Last but not least, it's a violent place. Airport police have now switched from the Heckler & Koch MP5, a submachine gun using pistol rounds, to the G36C (pictured left), a compact version of a popular assault rifle. As the magazines are made of a transparent polymer, you can see the rounds as you walk past - and 2¼ inch length rifle rounds are terrifying. The government tells me they're there to keep me safe and wants me to be grateful that several groups of Middle Eastern people were subjected to 'random' searches as I walked past, but I don't quite believe them. When I was a child, military lorries going past us on the motorway terrified me: I always thought they might kill us. That feeling, however irrational, hasn't quite left me.

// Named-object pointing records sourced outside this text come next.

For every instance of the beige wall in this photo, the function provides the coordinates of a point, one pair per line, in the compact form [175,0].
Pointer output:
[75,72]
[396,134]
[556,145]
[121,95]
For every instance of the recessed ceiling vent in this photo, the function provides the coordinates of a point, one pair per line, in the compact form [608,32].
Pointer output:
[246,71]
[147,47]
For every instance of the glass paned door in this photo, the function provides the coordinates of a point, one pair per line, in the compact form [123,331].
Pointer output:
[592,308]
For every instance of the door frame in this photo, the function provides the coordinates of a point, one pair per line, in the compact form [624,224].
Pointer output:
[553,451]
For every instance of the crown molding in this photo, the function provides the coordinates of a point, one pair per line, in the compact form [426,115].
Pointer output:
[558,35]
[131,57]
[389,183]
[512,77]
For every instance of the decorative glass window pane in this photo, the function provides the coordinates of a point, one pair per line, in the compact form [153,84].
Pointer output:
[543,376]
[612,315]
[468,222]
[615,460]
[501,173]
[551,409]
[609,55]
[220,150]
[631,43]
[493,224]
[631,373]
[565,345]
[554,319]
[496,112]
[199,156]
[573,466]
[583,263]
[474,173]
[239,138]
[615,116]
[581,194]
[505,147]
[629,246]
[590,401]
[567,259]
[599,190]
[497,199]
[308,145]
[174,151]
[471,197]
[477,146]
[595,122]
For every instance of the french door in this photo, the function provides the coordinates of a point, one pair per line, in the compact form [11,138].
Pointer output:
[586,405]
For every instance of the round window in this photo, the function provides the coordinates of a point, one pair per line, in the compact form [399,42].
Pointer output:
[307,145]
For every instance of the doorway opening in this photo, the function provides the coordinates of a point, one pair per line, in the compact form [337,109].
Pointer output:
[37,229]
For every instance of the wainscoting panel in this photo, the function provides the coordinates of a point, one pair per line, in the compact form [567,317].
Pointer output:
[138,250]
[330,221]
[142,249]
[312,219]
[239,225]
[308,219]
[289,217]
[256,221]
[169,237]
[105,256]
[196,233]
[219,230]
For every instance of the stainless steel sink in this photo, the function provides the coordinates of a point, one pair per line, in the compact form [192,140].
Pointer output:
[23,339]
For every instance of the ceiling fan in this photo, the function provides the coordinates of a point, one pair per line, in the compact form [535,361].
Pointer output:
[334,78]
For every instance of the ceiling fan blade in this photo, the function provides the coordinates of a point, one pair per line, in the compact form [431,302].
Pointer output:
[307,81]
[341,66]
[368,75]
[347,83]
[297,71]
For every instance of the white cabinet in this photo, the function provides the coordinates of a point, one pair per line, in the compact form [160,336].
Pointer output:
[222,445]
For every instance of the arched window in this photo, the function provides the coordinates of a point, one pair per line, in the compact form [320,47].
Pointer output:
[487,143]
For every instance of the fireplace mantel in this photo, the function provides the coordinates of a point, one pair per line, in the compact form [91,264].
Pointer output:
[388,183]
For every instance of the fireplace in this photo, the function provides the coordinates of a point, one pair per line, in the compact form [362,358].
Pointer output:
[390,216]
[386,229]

Stansted by night, then: a place where the glittering fantasy world of consumer capitalism dissolves into sheer exhaustion, a place people want to leave as quickly as they can. There's quite a lot of shopping at Stansted at five in the morning, fuelled by sheer boredom. No-one wants or needs the things they purchase there. Perhaps we're past that: maybe we've reached the stage where, if we're still lucky enough to have any disposable cash, we buy just because we're supposed to, not because we desire things anymore. Well, at least we're doing our patriotic duty.